These delays have been quite prolonged in some cases. It took APB 2 and a half years to complete Ellen Lenchner’s house in Coffey Park. “They took their ass time,” she said. Single and retired, she ended up paying her rent and mortgage out of pocket for 19 months after her insurance money ran out. How did she do it? “I am in debt right to my eyes,” she said. “But I am at home.”
Lack of experience
Wilson and Johnson, who have decades of construction experience, believe that APB, with its experience in housing estates, may have been hampered by its lack of experience in building custom homes.
“Subdivisions are productions, like an assembly line,” said Lanterman, Bates’ former business partner.
“Once you’ve finished the first two or three, you should be able to do the rest well. “
When it comes to custom homes, however, “you’ll get your head on a plateau if you’re not careful.”
Mark Gnat, who worked for APB as an on-site superintendent for six months, said his “organization was sloppy at best.” The APB office, he said, was understaffed for the number of projects undertaken by the company, which led to “a lot of detail and black holes.”
He left the company because he was fed up with the owners and contractors “taking over”.
“I’ve known them for a long time and we have a working relationship,” Gnat said of the employees at Calvi Construction and Hogan Plumbing. “You haven’t fucked your best guys, you know?” “
A bitter pill
During an unscheduled visit to their property one February morning, the Ghigliazza noticed that Bates, who they said had them ghosts, was already there. So they stood at the door, where he was supposed to stop and talk to them on the way out.
When Bates got out of his truck, John got right to the point: “What’s going on with our electricity, our water, and our septic tank? Where is it located? What’s your plan? “
The contract they signed says nothing about connecting public services, according to the Ghigliazza. For a year and a half, however, in all of their conversations and site visits with APB, “there was never, ever a time when they said, ‘You know, you’re going to have to cover this,’ or ‘ It is your responsibility to bring utilities to the house, ”John said.
In their many discussions with APB about septic tanks, for example, the Ghigliazza often mentioned the possibility of installing a larger tank, and paying the builder for the extra cost. “And no one ever said, ‘What do you mean by the extra cost – you cover ALL the costs,'” John noted.
Until that February morning, when Bates looked at the couple and said, “I never bid.

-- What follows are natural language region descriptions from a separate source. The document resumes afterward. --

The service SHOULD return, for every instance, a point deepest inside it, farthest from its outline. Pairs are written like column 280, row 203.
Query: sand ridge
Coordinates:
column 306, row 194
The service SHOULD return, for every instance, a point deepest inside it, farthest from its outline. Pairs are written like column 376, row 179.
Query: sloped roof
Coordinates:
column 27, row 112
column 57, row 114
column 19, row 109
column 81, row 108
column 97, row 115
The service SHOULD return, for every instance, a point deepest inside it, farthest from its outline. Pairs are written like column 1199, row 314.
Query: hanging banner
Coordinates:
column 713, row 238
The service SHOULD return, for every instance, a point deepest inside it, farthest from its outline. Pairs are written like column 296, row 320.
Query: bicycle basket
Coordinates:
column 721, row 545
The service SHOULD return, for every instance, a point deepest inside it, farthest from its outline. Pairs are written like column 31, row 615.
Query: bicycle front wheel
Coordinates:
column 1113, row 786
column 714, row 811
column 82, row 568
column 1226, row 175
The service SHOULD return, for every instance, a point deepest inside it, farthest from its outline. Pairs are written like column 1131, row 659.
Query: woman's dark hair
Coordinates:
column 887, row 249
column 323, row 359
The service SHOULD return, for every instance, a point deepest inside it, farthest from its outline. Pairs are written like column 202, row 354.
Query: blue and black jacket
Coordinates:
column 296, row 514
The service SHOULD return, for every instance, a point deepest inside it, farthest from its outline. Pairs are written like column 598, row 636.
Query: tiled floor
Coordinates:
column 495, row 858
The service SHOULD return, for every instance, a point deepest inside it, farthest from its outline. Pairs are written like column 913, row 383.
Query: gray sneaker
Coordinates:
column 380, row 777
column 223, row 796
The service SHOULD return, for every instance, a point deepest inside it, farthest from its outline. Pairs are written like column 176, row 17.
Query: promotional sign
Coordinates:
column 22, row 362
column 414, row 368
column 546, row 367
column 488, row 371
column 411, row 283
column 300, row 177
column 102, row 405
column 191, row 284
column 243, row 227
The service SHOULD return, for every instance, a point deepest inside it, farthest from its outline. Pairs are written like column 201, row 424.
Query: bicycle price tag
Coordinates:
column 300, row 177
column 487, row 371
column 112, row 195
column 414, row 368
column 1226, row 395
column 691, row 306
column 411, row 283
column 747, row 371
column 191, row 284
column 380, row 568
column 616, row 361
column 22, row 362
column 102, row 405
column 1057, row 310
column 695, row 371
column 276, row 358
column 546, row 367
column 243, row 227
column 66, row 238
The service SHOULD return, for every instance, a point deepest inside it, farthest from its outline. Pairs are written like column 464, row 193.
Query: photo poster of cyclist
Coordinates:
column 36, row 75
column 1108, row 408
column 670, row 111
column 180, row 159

I only offered to build your house.
“I looked at it,” John remembers, “and I said, you’re a fucking con artist.”
For Bates to throw this at him, “two years after this ordeal started,” John said, “it was a tough pill to swallow.”
After explaining that “I can’t speak to any of the contractual elements,” Stutes pointed out that “a number of plans” for the houses they are building “have arrived with a lot of missing information.”
“If there was an oversight or miscommunication,” he said, “from all I know, nothing was done intentionally or to deceive them.”
It is a cold comfort for the Ghigliazza. But they will hold out in these cabins in Rio Nido, which are shrinking day by day, because the principle is important. They are happy to draw attention to their plight, even if APB does not budge.
“I want people to know who this business is,” John said. “I don’t want this to happen to anyone else.”